What Judas Is Teaching Me About Spiritual Growth
Lately I’ve been sitting in John 13, picturing the table Jesus set for His disciples before He went to the cross. And then I heard a sermon from Tim Keller that I haven’t been able to shake. Add in a new Phil Wickham song on repeat, and yep—pretty much all the feels.
Here’s what landed so heavy: Judas had incredible input. He had incredible output. He had the best small group, the best preacher, the best training, the best example. And yet, he didn’t get it. He was never changed by the Spirit.
That truth has been sitting with me. Because I often say that success in the Christian life isn’t measured in output. But if I’m honest, I don’t always live that way. I slip into running to the next thing, assessing how much I’ve done, how well I’ve done it, or how much I think I’ve glorified God through my efforts. And yet the deeper call isn’t about what I’ve produced. It’s about whether I’m dwelling with Him. Whether the Spirit is changing me.
Keller pointed out some hard but necessary questions: If I asked my friends, would they say I’m better at forgiving this year than I was last year? Am I less sensitive to criticism? Am I less dependent on praise? Am I different than I was twelve months ago? Am I changing?
Click here for the full sermon.
It’s easy for me to focus on questions like: Am I more disciplined? Am I more organized? Am I healthier? Am I getting things done? But the deeper questions are more searching: Am I more gracious? A better wife, mom, or friend? Am I more attuned to the Spirit’s leading, even when it makes me uncomfortable? Do I care more for the lost, for my co-workers, for my family? Am I praying more faithfully for the family member I’ve quietly struggled to believe will ever become a Christian? Am I becoming a better neighbor?
Those are the marks that matter.
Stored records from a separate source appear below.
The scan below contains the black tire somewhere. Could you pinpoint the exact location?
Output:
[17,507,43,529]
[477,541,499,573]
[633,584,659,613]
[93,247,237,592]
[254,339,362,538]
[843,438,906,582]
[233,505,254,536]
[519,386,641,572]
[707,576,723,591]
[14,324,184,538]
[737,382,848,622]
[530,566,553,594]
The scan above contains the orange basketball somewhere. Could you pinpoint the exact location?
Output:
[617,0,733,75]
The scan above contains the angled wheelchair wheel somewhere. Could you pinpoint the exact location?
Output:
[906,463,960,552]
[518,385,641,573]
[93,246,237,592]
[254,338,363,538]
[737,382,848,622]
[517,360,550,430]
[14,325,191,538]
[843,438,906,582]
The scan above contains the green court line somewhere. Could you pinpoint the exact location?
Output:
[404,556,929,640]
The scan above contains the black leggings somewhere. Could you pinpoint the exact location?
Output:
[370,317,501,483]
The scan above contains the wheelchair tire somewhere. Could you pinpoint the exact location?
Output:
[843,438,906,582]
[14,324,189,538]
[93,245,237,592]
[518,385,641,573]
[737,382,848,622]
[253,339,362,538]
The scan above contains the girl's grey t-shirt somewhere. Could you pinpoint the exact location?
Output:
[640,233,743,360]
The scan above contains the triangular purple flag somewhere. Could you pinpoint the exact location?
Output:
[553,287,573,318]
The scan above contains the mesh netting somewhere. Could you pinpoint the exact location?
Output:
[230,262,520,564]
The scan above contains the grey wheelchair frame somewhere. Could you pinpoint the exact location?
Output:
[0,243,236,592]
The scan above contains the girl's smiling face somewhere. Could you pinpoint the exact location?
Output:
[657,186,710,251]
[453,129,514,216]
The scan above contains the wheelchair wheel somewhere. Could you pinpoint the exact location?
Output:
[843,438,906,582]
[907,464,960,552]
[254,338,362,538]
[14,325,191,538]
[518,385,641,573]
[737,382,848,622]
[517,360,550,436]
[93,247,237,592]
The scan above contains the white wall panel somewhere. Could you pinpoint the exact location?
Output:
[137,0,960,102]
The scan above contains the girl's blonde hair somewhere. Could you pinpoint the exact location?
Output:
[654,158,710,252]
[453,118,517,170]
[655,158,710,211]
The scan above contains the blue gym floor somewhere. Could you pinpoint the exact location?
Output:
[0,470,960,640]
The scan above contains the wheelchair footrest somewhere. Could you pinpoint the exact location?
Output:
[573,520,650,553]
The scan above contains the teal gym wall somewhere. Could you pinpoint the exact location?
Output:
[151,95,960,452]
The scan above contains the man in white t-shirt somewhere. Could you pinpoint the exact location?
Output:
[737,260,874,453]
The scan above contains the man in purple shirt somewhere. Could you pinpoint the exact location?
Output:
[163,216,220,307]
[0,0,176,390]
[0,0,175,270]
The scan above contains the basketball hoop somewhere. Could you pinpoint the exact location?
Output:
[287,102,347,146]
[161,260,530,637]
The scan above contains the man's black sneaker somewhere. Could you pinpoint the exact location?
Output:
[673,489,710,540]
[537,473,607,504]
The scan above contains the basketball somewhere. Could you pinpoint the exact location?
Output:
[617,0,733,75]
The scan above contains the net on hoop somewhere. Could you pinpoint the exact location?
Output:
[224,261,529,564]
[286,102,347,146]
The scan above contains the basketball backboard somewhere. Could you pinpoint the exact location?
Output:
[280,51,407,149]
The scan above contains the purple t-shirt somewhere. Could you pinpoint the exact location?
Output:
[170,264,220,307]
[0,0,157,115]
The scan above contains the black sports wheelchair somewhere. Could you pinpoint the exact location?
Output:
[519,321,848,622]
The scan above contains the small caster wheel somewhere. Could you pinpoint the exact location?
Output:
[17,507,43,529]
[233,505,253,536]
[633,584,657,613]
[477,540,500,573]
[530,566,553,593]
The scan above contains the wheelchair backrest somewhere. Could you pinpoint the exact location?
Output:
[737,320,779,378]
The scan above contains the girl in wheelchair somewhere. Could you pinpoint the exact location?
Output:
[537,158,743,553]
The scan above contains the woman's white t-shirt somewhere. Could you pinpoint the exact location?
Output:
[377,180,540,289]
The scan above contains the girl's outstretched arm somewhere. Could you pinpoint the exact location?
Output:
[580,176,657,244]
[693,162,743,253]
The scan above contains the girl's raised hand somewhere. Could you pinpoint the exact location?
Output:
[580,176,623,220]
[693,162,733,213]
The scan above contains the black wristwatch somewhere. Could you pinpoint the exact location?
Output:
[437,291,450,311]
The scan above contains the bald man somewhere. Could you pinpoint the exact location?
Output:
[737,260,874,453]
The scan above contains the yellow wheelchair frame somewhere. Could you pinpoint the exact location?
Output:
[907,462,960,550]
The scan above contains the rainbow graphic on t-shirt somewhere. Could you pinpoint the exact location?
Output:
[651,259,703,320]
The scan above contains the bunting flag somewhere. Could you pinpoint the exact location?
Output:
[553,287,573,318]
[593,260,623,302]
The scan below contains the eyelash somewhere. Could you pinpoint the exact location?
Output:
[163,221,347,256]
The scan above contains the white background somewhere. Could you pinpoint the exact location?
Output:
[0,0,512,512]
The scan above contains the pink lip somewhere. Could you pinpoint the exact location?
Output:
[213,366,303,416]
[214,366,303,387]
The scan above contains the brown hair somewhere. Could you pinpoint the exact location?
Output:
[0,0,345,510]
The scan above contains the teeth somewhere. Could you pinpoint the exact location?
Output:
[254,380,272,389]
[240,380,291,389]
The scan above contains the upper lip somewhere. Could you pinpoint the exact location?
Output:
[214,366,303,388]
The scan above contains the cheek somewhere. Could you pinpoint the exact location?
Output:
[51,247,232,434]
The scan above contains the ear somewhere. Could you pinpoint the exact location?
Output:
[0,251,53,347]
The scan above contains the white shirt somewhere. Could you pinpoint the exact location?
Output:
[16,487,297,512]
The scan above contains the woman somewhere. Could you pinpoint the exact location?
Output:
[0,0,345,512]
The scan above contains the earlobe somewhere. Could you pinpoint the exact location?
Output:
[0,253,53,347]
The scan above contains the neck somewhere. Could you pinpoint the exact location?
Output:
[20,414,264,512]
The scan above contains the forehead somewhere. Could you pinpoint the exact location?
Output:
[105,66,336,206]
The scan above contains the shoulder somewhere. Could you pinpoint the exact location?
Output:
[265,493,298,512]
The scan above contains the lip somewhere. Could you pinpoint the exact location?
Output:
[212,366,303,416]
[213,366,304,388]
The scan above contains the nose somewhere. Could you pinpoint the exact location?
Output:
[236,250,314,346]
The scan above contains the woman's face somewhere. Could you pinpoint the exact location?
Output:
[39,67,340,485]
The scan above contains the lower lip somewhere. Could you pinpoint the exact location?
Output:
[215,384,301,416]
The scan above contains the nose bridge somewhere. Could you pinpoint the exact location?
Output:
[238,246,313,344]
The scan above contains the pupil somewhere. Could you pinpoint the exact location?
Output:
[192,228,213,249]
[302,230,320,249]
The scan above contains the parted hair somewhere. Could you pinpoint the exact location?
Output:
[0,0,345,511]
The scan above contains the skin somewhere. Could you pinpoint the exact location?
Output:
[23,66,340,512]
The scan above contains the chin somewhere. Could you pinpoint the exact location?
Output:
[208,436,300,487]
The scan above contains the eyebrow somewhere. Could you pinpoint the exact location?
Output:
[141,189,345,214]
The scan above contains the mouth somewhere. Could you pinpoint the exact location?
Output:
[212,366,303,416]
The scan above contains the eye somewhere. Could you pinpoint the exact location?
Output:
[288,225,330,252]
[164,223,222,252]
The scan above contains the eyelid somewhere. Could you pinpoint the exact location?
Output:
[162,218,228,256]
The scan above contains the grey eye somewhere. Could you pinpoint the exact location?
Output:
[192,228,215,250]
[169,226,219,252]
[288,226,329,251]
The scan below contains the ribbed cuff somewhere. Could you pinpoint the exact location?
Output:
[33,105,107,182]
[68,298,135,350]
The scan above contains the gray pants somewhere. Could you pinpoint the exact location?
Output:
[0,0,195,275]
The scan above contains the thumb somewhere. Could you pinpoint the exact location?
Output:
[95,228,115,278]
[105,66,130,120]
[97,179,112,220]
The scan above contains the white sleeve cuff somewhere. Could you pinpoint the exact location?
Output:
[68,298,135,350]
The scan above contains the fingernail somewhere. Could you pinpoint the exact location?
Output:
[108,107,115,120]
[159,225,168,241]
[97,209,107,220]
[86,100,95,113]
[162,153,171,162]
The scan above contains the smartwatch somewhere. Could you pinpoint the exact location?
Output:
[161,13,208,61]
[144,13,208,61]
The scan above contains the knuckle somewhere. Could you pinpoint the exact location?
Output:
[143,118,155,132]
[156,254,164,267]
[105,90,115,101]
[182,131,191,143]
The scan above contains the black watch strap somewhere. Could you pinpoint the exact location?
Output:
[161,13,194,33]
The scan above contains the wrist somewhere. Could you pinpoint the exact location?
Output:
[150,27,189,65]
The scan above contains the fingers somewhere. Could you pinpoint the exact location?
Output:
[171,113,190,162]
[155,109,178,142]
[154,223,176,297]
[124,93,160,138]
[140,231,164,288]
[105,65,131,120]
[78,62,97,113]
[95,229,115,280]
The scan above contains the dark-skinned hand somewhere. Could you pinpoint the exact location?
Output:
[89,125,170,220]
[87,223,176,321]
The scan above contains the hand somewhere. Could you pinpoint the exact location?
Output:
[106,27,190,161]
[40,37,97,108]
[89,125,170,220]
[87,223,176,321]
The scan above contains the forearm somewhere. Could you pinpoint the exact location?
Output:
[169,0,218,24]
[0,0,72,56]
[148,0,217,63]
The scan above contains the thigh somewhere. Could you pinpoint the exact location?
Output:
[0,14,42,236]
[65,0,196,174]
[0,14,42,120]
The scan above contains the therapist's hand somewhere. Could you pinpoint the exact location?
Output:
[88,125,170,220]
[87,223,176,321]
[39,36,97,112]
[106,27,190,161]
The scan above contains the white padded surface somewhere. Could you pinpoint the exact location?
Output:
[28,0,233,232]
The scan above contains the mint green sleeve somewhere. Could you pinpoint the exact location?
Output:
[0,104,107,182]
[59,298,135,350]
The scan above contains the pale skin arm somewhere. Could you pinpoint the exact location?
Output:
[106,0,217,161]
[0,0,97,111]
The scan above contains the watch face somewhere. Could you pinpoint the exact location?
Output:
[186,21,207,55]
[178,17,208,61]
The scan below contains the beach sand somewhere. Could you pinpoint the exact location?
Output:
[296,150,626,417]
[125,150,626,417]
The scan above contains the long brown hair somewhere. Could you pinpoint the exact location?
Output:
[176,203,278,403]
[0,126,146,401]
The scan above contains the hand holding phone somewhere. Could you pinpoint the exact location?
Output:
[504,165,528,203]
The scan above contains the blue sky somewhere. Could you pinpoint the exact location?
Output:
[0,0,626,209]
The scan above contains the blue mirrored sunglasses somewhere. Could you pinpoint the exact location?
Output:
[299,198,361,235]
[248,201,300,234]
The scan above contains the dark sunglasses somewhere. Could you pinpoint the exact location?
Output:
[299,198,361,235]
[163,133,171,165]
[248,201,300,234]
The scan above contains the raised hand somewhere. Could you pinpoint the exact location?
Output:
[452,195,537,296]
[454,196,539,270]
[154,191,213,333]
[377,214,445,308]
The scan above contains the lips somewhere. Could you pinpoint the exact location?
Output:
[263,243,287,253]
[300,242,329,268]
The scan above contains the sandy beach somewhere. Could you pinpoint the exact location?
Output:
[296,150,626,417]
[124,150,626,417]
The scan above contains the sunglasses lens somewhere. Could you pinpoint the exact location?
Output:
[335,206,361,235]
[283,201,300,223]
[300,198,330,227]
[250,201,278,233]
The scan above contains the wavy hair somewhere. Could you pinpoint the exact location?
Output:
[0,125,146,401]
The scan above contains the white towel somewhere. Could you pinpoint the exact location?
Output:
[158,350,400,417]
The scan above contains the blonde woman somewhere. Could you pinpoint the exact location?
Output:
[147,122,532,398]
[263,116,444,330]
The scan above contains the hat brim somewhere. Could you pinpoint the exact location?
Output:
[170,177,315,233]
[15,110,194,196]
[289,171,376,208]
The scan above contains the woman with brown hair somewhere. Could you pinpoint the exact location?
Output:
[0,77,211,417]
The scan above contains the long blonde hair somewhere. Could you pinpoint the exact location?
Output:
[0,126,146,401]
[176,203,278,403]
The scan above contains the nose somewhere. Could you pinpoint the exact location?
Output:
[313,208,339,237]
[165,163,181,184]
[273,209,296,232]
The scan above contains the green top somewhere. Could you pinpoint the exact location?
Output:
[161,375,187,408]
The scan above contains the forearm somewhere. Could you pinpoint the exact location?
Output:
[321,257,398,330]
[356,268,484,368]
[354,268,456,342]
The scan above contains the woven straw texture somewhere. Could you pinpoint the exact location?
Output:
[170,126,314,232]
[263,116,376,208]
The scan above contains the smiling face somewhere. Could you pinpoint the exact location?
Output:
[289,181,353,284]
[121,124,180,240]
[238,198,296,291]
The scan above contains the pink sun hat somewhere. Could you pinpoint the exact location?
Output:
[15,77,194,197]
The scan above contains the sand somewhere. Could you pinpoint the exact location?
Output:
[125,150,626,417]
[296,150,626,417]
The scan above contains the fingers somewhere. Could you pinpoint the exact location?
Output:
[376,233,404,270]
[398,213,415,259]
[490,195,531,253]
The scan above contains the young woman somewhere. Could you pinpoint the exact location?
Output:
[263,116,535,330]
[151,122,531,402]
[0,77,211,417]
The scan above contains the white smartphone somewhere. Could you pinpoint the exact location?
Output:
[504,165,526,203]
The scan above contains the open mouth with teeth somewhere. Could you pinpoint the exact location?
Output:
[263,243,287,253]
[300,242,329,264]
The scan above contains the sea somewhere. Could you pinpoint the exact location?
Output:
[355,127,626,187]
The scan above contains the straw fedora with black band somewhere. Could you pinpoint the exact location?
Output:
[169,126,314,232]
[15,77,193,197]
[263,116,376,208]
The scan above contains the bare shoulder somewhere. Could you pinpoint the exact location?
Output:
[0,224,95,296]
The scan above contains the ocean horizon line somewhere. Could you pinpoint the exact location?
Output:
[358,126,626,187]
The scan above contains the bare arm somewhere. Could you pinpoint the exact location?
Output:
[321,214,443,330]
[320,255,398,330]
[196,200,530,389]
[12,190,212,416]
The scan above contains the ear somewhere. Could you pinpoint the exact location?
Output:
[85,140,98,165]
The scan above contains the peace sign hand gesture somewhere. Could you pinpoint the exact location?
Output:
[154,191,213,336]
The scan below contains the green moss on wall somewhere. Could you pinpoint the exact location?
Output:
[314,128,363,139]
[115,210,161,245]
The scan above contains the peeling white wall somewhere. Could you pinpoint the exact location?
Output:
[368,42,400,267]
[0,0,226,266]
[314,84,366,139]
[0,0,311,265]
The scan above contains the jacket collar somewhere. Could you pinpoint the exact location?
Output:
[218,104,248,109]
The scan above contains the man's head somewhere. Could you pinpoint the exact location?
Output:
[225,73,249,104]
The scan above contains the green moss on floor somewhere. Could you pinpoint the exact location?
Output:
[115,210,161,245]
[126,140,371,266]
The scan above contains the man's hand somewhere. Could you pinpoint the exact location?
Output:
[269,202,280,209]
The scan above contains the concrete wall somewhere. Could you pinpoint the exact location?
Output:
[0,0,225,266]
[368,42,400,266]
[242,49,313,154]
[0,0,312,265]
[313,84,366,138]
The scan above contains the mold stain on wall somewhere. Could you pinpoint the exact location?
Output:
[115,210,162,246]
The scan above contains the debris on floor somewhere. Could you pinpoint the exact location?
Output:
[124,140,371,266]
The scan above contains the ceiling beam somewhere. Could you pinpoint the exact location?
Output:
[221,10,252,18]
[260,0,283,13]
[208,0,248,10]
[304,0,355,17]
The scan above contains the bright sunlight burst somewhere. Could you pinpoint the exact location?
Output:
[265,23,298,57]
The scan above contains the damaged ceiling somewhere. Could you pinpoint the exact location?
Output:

Not input. Not output. But evidence of the Spirit’s life in me—slow, steady, real change. That’s the measure. That’s the miracle.
What Judas Iscariot tells us is it is absolutely incredibly important to ask: are the fruit of the Spirit growing in my life? Not how much I know or how many people’s lives have been changed through me, but has my own life been changed? — Tim Keller
Not how much do I know. Not how many lives have been changed through me. But—is my own life being changed?
And if I’m brave enough to invite someone close to me to answer that question… what would they say?
Questions for Reflection
Where do you find yourself measuring most often — by input, by output, or by fruit?
If you asked a close friend, “Have you seen me change?” — what do you think they would say?
Which fruit of the Spirit feels least visible in your life right now? How might you pray for growth there?
When was the last time you repented quickly and joyfully, rather than defensively or with shame?
This week, invite one person who knows you well to answer one of Keller’s questions for you. Then, instead of defending yourself, simply thank them and ask God to grow His fruit in you.